As we close in on the time of year when hydrangeas lose their leaves for winter we receive calls about pruning them. “Can I cut them back?” “If so, will they bloom next year?”
All good questions and the answer to that question depends upon the variety of hydrangea that you have. Whether it blooms on last years stems (old wood) or on new growth (new wood).

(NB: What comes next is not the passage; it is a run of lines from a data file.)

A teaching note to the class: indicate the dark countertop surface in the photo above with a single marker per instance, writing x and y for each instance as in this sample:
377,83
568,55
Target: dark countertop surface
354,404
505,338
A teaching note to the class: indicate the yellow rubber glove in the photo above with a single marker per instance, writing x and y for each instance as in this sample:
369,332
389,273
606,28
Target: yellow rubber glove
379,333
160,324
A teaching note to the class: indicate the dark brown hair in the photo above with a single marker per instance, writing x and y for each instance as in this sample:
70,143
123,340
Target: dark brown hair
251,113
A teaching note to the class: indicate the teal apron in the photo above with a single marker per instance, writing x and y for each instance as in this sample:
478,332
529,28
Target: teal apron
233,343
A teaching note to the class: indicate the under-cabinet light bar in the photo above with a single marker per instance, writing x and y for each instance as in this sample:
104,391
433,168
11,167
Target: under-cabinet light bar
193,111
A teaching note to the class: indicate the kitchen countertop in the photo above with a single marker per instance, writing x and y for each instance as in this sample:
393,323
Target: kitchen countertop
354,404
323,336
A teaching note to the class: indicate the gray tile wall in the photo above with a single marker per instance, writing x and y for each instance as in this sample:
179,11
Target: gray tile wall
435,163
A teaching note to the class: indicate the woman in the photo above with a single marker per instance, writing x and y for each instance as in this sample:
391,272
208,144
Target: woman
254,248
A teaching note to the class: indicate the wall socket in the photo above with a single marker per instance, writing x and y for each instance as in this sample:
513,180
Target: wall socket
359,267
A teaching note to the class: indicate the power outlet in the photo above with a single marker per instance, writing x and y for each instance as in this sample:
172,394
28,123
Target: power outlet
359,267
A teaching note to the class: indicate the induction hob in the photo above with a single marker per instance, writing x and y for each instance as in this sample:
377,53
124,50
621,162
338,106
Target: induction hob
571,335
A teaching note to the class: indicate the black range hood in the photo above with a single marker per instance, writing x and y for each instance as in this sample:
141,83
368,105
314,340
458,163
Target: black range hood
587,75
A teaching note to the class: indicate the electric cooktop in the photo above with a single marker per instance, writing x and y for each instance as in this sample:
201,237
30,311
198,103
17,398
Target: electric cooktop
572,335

Panicle Hydrangeas (Hydrangea paniculate)– blooms on new growth so “prune on”. They usually bloom in late summer so don’t prune them then. Examples are: Fire Light, Limelight, Little Lime, Quick Fire, Little Quick Fire
Bigleaf Hydrangeas (Hydrangea macrophylla) – Only prune when the flowers begin to fade. Flower buds begin forming in late summer for the following season, so don’t prune this type of hydrangea after August 1. Examples are: Most are mopheads, some are lacecaps. Cityline series, Let’s Dance series, Endless Summer series.
Smooth Hydrangeas (Hydrangea arborescens) – bloom on new growth so pruning hard in late winter or early spring promotes new growth which will produce more flowers. Examples are: Incrediball series, Invincibelle series, Annabelle.
Oakleaf Hydrangeas (Hydrangea quercifolia) – bloom on the previous season’s growth so prune right after flowering in the fall or in early winter. Don’t take more that 1/3 fo the total growth when pruning. Examples are: Pee Wee, Alice, Ruby Slippers.
This is general pruning information. I suggest verifying the species you have and reading advice that is specific to that species prior to pruning.